Tuesday, May 11, 2010

My thoughts on Obama's nominee

Yesterday it was announced that President Obama will nominate Solicitor General Elena Kagan to replace Associate Justice John Paul Stevens' spot on the Supreme Court when he retires after this term. Kagan's nomination comes as no real surprise; she was on the short list of candidates that Obama had reportedly considered and comes with strong credentials.

I had hoped DC Court of Appeals judge and judicial moderate Merrick Garland would be nominated, but Solicitor Kagan will be fine. She has strong academic credentials. She has taught at some of the top law schools in the nation. She clerked for Supreme Court justice Thurgood Marshall. As the Dean of Harvard Law School she scored points with the conservatives by supporting conservative law professors and speaking at a forum of the Federalist Society, a group of mainly conservative and libertarian legal scholars.

There will be accusations at her confirmation hearings that she is part of the Ivory Tower elite and out of touch with reality. People will point that aside from a stint in the Clinton administration and her current position she has never practiced law. Others will point out that she lost the Citizens United case (a recent SCOTUS case which held that corporations have political speech rights) to former Solicitor General Ted Olson. A lot of conservative Senators will spout off about her positions on abortion and not vote for her. But she has not written a lot of controversial articles. There is not too much dirt on her. And ultimately, the Dems rule Congress now and she should be easily nominated.

In the end I don't think that Kagan's nomination will do much to affect the Court.
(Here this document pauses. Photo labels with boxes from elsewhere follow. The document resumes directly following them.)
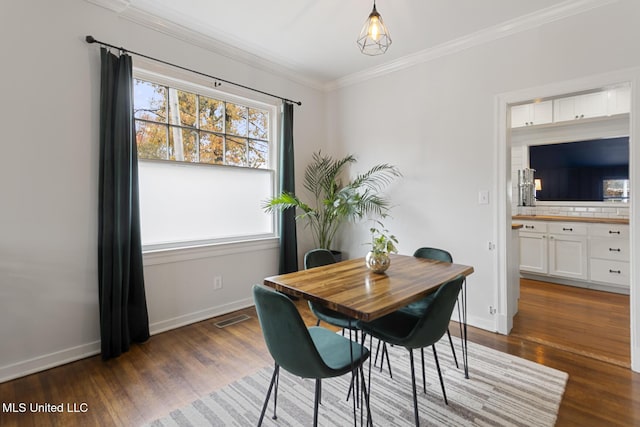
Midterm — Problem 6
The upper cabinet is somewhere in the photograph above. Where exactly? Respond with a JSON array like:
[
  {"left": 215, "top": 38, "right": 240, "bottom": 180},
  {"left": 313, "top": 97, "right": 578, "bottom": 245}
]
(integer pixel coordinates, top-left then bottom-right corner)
[
  {"left": 511, "top": 86, "right": 631, "bottom": 128},
  {"left": 607, "top": 86, "right": 631, "bottom": 115},
  {"left": 511, "top": 101, "right": 553, "bottom": 128},
  {"left": 553, "top": 92, "right": 607, "bottom": 122}
]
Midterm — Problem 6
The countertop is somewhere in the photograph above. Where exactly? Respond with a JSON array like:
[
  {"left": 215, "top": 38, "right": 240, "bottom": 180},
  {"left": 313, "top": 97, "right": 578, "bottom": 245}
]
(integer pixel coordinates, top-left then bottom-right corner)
[{"left": 511, "top": 215, "right": 629, "bottom": 224}]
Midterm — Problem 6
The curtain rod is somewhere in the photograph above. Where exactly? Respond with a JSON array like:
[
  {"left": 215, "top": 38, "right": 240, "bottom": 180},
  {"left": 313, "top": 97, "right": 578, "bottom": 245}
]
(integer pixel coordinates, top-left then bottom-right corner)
[{"left": 85, "top": 36, "right": 302, "bottom": 105}]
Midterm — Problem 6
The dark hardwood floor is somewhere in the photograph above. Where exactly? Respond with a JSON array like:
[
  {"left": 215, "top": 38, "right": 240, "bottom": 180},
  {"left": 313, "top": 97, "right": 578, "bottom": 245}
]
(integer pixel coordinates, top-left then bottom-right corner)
[{"left": 0, "top": 281, "right": 640, "bottom": 427}]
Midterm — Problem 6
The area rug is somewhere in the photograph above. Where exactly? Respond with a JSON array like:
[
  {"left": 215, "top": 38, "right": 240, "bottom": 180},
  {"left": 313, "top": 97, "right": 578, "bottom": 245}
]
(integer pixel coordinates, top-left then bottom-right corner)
[{"left": 144, "top": 339, "right": 568, "bottom": 427}]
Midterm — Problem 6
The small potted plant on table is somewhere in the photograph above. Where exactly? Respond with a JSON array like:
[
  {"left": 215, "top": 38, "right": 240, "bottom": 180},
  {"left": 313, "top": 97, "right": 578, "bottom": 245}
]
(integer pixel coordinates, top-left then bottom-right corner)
[{"left": 365, "top": 221, "right": 398, "bottom": 273}]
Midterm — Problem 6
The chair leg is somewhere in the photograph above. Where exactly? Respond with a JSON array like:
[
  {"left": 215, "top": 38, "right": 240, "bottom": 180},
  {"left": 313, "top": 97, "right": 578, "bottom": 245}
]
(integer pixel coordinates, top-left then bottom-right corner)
[
  {"left": 313, "top": 378, "right": 322, "bottom": 427},
  {"left": 360, "top": 365, "right": 373, "bottom": 427},
  {"left": 380, "top": 342, "right": 393, "bottom": 378},
  {"left": 409, "top": 349, "right": 420, "bottom": 427},
  {"left": 271, "top": 366, "right": 280, "bottom": 420},
  {"left": 431, "top": 344, "right": 449, "bottom": 405},
  {"left": 447, "top": 328, "right": 460, "bottom": 369},
  {"left": 258, "top": 364, "right": 280, "bottom": 427},
  {"left": 420, "top": 348, "right": 427, "bottom": 394},
  {"left": 373, "top": 340, "right": 384, "bottom": 370}
]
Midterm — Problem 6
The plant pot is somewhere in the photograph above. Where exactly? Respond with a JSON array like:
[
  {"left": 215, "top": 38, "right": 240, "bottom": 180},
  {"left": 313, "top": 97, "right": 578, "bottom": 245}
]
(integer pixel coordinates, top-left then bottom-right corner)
[{"left": 365, "top": 252, "right": 391, "bottom": 273}]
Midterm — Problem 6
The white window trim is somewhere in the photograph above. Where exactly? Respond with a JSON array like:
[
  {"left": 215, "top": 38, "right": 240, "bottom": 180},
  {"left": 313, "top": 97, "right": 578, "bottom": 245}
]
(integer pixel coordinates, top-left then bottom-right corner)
[{"left": 133, "top": 58, "right": 282, "bottom": 258}]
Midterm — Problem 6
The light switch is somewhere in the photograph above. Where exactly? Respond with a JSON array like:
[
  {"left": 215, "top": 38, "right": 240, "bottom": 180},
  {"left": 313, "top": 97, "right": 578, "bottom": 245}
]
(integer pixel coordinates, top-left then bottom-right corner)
[{"left": 478, "top": 190, "right": 489, "bottom": 205}]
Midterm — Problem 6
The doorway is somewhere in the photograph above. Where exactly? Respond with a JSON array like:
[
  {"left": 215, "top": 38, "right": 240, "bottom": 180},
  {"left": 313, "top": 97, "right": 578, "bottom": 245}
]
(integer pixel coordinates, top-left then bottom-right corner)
[{"left": 496, "top": 70, "right": 640, "bottom": 371}]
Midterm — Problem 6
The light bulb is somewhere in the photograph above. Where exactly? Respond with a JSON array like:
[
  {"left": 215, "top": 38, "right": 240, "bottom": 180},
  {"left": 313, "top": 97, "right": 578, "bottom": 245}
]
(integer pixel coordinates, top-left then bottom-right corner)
[{"left": 369, "top": 16, "right": 382, "bottom": 41}]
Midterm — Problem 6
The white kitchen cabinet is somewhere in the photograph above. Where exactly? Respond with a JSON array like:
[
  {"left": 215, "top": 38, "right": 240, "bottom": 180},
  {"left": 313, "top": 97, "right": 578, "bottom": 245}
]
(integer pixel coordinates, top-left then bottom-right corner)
[
  {"left": 511, "top": 101, "right": 553, "bottom": 128},
  {"left": 520, "top": 221, "right": 629, "bottom": 293},
  {"left": 589, "top": 224, "right": 630, "bottom": 289},
  {"left": 553, "top": 91, "right": 608, "bottom": 122},
  {"left": 520, "top": 221, "right": 548, "bottom": 274},
  {"left": 607, "top": 86, "right": 631, "bottom": 116},
  {"left": 548, "top": 223, "right": 589, "bottom": 280}
]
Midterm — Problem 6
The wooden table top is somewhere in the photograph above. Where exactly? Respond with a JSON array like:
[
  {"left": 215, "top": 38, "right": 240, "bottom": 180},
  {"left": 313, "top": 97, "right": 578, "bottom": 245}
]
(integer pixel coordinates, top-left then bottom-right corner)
[{"left": 264, "top": 255, "right": 473, "bottom": 322}]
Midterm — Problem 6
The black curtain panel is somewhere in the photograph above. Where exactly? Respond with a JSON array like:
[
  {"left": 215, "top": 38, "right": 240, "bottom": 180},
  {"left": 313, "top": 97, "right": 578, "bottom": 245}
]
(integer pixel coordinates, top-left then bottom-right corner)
[
  {"left": 98, "top": 48, "right": 149, "bottom": 360},
  {"left": 279, "top": 102, "right": 298, "bottom": 274}
]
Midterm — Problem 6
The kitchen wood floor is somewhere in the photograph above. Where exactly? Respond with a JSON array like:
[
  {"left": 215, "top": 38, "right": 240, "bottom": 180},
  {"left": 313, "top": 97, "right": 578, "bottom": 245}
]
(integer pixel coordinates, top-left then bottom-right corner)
[{"left": 0, "top": 281, "right": 640, "bottom": 427}]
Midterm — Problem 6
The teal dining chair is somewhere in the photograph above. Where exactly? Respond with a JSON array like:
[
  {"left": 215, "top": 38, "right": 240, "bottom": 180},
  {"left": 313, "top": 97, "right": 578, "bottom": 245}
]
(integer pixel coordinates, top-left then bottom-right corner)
[
  {"left": 400, "top": 247, "right": 462, "bottom": 372},
  {"left": 253, "top": 285, "right": 371, "bottom": 426},
  {"left": 358, "top": 276, "right": 464, "bottom": 426},
  {"left": 374, "top": 247, "right": 462, "bottom": 384}
]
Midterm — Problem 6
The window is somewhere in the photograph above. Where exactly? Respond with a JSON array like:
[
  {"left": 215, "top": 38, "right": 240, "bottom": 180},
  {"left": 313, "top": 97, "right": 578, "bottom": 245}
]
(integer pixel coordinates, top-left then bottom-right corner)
[
  {"left": 133, "top": 70, "right": 276, "bottom": 250},
  {"left": 134, "top": 79, "right": 269, "bottom": 168}
]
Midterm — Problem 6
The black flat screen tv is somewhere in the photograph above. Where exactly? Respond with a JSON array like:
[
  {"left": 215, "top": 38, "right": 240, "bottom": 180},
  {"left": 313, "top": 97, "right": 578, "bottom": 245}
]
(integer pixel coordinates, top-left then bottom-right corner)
[{"left": 529, "top": 137, "right": 629, "bottom": 202}]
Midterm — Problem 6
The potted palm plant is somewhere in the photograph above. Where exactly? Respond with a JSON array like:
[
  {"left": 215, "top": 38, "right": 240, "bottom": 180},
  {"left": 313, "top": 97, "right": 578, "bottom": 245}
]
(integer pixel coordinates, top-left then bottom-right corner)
[{"left": 263, "top": 152, "right": 401, "bottom": 256}]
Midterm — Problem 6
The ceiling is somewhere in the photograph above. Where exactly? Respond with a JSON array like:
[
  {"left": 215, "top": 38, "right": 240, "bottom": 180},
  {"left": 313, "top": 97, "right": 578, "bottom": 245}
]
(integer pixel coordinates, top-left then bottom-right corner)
[{"left": 101, "top": 0, "right": 611, "bottom": 85}]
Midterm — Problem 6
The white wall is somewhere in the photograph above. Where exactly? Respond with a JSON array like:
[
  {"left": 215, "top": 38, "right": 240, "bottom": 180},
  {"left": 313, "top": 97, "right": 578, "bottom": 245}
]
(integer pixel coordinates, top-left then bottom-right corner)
[
  {"left": 327, "top": 0, "right": 640, "bottom": 329},
  {"left": 0, "top": 0, "right": 326, "bottom": 381}
]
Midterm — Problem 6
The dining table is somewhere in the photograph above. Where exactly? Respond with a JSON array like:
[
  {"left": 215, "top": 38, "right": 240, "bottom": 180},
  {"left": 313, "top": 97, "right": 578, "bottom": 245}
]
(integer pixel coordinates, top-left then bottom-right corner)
[{"left": 264, "top": 254, "right": 474, "bottom": 378}]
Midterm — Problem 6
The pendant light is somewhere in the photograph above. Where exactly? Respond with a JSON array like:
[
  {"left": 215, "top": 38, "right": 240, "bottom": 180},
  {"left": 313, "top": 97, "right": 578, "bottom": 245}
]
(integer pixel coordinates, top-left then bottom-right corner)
[{"left": 358, "top": 0, "right": 391, "bottom": 56}]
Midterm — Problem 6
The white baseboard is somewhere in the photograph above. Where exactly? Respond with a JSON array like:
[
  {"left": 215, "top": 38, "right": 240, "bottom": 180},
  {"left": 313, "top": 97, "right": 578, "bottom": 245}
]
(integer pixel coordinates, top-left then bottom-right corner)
[
  {"left": 468, "top": 316, "right": 496, "bottom": 332},
  {"left": 0, "top": 341, "right": 100, "bottom": 383},
  {"left": 149, "top": 298, "right": 254, "bottom": 335},
  {"left": 0, "top": 298, "right": 254, "bottom": 383}
]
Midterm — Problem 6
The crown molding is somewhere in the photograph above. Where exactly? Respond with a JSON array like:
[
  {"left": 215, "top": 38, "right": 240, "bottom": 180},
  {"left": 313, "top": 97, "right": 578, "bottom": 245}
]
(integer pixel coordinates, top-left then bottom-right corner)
[
  {"left": 324, "top": 0, "right": 619, "bottom": 91},
  {"left": 85, "top": 0, "right": 324, "bottom": 91},
  {"left": 85, "top": 0, "right": 619, "bottom": 92},
  {"left": 86, "top": 0, "right": 131, "bottom": 13}
]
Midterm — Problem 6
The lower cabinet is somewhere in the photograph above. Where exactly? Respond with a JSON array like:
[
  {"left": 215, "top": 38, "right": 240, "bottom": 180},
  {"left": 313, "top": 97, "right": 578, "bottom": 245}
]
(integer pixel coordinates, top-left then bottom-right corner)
[
  {"left": 589, "top": 224, "right": 630, "bottom": 288},
  {"left": 520, "top": 221, "right": 630, "bottom": 290},
  {"left": 548, "top": 223, "right": 589, "bottom": 280}
]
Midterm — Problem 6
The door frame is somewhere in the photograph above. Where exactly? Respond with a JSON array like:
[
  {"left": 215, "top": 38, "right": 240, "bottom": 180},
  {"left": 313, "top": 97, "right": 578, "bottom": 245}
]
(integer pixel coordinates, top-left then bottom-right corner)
[{"left": 494, "top": 67, "right": 640, "bottom": 372}]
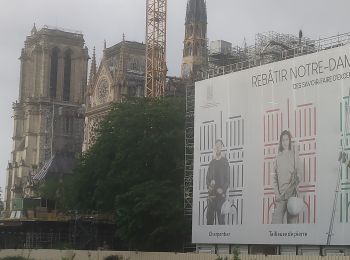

She is generally a liberal who is replacing a liberal. The Court is still the Roberts-Kennedy court, run by the conservative base of the Court. Kennedy will still probably vote for the conservative sides more often then not. If Kagan were to replace a conservative or Kennedy, that would be another story.

Kagan is well-qualified for the job and in most ways is a typical liberal judge. Her track record at HLS shows that she may be more sympathetic to conservative views than some of the other members on the Court, but she will vote liberal more often than not. Because she is a liberal judge replacing another liberal judge, I don't think that her nomination will have a strong immediate effect.